Neonatal mortality has persisted high in Ethiopia in spite of many efforts being applied to decrease this adverse trend. Early detection of neonatal illness is an important step towards improving newborn survival. Toward this end, there is a need for the mothers to be able to identify signs in neonates that signify severe illnesses. The aim of this study was to assess knowledge about neonatal danger signs and its associated factors among postnatal mothers attending at Woldia general hospital, Ethiopian.
Institutional based cross-sectional study design was conducted from January-May, 2017. The hospital that provides antenatal care (ANC), delivery, and postnatal services was purposively sampled. Structured interviewer managed questionnaire was administered to postnatal mothers attending Woldia general hospital. Frequencies, bivariate and multivariate logistic regression were determined using the SPSS software (Version 20).

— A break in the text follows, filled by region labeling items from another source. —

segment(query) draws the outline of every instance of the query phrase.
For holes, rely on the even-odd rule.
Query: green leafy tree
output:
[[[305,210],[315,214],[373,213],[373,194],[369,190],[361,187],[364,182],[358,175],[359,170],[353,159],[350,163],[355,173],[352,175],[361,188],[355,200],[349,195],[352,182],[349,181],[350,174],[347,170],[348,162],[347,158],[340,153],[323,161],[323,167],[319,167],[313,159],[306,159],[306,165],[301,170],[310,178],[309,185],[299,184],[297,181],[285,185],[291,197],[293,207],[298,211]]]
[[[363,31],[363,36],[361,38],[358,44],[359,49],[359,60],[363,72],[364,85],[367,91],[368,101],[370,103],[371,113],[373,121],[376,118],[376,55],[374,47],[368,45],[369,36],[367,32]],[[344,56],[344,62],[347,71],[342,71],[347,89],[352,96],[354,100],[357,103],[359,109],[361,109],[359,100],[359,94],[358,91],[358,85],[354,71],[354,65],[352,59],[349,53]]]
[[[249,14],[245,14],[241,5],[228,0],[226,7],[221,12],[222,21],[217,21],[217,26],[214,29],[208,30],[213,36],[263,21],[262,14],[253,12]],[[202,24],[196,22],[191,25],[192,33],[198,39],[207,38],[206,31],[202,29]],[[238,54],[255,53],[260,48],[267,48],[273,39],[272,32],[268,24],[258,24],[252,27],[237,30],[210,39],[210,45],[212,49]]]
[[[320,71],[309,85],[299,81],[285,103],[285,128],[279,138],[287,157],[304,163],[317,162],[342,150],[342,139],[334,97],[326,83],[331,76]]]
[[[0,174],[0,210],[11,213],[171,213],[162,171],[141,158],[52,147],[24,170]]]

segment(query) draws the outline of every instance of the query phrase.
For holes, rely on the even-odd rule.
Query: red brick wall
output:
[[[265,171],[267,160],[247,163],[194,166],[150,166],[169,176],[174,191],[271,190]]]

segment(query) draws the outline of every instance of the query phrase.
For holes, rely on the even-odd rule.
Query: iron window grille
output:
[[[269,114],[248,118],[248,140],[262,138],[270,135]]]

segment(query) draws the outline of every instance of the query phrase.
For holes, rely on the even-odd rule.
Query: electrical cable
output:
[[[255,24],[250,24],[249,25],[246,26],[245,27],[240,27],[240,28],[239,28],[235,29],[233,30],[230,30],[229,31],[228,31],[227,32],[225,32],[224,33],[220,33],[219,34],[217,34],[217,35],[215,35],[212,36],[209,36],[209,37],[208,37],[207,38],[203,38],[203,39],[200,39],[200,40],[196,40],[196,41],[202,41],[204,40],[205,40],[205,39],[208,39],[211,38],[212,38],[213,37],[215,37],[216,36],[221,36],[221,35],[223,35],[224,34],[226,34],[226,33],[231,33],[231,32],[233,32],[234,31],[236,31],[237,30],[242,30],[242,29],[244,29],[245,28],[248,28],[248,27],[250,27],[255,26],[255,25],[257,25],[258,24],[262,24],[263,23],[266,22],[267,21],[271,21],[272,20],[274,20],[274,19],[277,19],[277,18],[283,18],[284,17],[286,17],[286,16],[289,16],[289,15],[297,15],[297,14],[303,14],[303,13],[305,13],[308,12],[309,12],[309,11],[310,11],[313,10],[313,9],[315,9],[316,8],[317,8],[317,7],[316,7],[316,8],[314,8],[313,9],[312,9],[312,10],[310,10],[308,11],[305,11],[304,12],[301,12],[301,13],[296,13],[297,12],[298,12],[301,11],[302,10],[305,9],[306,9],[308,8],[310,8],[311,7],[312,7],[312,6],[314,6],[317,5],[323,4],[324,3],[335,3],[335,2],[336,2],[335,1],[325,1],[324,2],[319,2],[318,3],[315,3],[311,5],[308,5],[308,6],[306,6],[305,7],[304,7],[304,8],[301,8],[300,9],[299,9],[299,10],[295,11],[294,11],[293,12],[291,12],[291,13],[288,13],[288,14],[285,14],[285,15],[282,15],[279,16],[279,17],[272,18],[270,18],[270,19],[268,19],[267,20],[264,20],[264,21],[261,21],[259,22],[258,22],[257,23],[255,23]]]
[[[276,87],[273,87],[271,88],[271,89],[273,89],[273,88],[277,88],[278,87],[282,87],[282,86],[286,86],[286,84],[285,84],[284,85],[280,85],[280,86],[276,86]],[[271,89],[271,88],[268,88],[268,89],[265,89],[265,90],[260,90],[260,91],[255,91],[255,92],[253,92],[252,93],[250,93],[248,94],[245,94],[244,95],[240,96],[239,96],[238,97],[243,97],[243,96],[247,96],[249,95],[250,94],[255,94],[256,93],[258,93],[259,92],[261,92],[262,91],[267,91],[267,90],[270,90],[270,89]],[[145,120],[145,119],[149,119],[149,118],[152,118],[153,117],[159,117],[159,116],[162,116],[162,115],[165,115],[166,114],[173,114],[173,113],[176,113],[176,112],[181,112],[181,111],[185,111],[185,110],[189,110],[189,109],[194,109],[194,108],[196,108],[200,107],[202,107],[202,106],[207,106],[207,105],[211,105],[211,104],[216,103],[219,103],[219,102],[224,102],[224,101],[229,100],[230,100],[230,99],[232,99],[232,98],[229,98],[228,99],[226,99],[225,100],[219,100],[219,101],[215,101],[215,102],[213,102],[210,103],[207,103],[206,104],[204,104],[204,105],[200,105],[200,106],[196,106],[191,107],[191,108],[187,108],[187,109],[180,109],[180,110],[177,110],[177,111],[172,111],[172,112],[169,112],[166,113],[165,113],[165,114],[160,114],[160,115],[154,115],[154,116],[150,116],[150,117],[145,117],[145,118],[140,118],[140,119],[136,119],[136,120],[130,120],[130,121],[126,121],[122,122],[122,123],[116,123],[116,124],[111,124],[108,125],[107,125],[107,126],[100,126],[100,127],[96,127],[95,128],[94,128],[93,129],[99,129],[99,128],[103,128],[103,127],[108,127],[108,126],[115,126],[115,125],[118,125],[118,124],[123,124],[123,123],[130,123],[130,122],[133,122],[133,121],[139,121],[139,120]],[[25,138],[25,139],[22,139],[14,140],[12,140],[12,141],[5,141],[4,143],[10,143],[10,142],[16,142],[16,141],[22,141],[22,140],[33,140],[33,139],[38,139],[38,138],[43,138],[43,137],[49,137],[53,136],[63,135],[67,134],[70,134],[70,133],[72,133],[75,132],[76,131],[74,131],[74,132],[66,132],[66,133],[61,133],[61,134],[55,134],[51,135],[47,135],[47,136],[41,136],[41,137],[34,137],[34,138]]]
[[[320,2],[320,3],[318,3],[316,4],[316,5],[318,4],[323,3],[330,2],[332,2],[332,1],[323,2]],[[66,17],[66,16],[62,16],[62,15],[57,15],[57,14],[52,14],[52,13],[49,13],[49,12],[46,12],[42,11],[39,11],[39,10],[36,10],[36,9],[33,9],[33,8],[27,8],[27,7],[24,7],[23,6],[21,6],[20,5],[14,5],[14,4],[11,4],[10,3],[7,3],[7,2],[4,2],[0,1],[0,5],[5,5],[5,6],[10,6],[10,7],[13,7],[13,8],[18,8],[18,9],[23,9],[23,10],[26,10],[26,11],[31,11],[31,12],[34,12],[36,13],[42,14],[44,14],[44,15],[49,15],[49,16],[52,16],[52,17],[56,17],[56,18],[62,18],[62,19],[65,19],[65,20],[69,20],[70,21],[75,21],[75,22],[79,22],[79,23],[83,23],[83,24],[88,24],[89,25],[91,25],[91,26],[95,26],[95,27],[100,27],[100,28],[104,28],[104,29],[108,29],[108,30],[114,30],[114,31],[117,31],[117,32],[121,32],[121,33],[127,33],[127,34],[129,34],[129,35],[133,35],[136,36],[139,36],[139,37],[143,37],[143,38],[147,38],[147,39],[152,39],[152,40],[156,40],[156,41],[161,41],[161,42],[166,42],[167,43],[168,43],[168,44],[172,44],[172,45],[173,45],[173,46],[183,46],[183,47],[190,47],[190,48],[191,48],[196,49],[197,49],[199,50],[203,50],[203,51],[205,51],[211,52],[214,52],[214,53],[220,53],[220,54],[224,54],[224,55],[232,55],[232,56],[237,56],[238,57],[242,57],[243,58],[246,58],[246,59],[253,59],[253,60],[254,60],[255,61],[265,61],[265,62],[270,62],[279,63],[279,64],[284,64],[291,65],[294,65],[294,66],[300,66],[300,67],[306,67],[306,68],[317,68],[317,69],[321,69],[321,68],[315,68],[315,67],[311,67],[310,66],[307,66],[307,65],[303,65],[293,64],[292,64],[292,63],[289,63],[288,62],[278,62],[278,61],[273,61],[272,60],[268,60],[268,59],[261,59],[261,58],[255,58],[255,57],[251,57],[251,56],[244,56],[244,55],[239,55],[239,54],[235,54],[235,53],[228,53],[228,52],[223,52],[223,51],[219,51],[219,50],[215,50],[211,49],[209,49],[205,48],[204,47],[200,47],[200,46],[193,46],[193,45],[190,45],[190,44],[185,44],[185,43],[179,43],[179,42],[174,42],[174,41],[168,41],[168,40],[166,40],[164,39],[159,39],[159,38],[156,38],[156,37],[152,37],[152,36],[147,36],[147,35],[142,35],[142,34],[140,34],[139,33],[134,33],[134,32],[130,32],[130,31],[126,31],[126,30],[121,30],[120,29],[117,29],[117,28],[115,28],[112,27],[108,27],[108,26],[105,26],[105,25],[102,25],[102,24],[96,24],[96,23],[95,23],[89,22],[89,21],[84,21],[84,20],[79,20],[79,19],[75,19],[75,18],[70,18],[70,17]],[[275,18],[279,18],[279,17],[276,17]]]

During the study period 197 mothers attending postnatal care (PNC) service at Woldia general hospital were interviewed. Information on different neonatal danger signs was not provided to 92(46.7%) postnatal mothers during their antenatal clinic attendance by the healthcare providers. The majority of mothers, 174(88.3%) identified less than six neonatal danger signs. The hotness of the body of neonates was the commonly recognized danger sign by 106(53.8%) postnatal mothers. Of the total mothers, 67(34%), 60(30.5%), 56(28.4%), 44(22.3%) recognized unable to breastfeeding, convulsion, lethargy, difficulty in breathing as newly born danger signs, respectively. Out of 197 mothers, 32(16.2%) were giving birth at home. Mother's age(AOR = 1.33, 95% CI: 1.99-3.08), marital status(AOR = 2.50, 95% CI: 0.29-4.31), mother's education status(AOR = 3.48, 95% CI:1.57-8.72), husband's education(AOR = 4.92, 95% CI: 1.29-12.81), attending ANC (AOR = 2.88, 95% CI: 1.15, 4.85), mother's residence(AOR = 0.78, 95% CI: 0.47-1.65), information about neonatal danger signs(AOR = 3.48, 95% CI 1.40-9.49) had positive association with maternal level of knowledge to identify different neonatal danger signs.
Maternal knowledge level about neonatal danger signs was very low. Therefore, intervention modalities that focus on increasing level of parental education, access to ANC and PNC service are needed.